第37話 セメントの準備
セメントの作成といったって、俺はもちろんこれまでやったことは無い。かじった知識ではあるけど、紀元前には既にセメントは作られていたから何とかなると思っているんだ。
「マッスルブ、まずその大型の金づちで石灰岩を細かく砕いてくれないか?」
「分かったブー」
大型の金づち――スレッジハンマーと言われる道具は岩を砕くのに適している。マッスルブの膂力で振り上げて振り下ろすと、見る見るうちに石灰岩が砕けていく。
相変わらずものすごいパワーだな。人間ではいくら鍛えてもここまでの力を出すことはできないだろう。

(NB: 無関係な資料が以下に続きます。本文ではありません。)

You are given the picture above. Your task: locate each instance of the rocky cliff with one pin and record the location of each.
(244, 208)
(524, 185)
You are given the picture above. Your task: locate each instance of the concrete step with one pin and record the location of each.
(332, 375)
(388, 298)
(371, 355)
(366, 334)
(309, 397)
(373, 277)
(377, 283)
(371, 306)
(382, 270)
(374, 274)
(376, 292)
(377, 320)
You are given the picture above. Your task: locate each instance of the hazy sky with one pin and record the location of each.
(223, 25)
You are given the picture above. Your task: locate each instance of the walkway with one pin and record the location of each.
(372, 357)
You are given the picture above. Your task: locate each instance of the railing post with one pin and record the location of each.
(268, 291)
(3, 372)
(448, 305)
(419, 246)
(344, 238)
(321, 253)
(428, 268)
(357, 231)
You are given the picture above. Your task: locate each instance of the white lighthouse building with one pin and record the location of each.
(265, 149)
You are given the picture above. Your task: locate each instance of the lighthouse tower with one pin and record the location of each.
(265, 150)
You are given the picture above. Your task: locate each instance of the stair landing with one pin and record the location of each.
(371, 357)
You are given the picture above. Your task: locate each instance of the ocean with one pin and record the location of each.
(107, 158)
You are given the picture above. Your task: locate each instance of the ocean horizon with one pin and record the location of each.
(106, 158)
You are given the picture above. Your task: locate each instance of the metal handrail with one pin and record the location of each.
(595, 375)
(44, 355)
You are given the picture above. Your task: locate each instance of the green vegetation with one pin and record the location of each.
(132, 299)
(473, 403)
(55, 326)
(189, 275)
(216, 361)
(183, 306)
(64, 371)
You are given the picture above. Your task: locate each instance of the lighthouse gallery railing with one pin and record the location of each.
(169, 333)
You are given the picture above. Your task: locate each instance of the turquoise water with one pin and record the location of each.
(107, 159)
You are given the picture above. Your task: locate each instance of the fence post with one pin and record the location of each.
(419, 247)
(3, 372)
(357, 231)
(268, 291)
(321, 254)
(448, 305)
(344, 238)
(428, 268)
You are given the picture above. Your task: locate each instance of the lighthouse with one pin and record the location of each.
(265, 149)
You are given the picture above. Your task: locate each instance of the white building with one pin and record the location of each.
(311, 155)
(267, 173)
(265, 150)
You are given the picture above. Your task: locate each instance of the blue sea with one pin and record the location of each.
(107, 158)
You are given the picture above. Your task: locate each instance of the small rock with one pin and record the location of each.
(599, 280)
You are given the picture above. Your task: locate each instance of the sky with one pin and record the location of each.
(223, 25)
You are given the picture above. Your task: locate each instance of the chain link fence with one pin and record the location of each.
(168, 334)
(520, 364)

細かく砕いた石灰岩を集め、二つに分け木の容器に入れる。片方は石灰岩のみ。もう一つは粘土を砕いたものを混ぜた。
ここからは、小鬼の村民の出番だ。俺は二つの容器を小鬼の村民に見せると指示を出す。
「これを、炉にくべて燃やしてくれないか?」
「分かりました。鉄鉱石の炉で焼いてみましょう」
セメントの作成方法は覚えている限り、このうちどちらかだと思う。細かく砕いた石灰のみを燃やし石灰灰にして水と混ぜるか、粘土も入れて作るか。試してみないと分からないけど。
「マッスルブ、ライチさん、ありがとう」
ライチというのは小鬼の村民で、俺が何かする時には彼を頼れと村長の指示を受けている。実質俺の助手みたいなものだ。三十歳に届かないくらいの好青年で、黒い巻き毛に愛嬌のある顔をしている人というのが俺の印象だった。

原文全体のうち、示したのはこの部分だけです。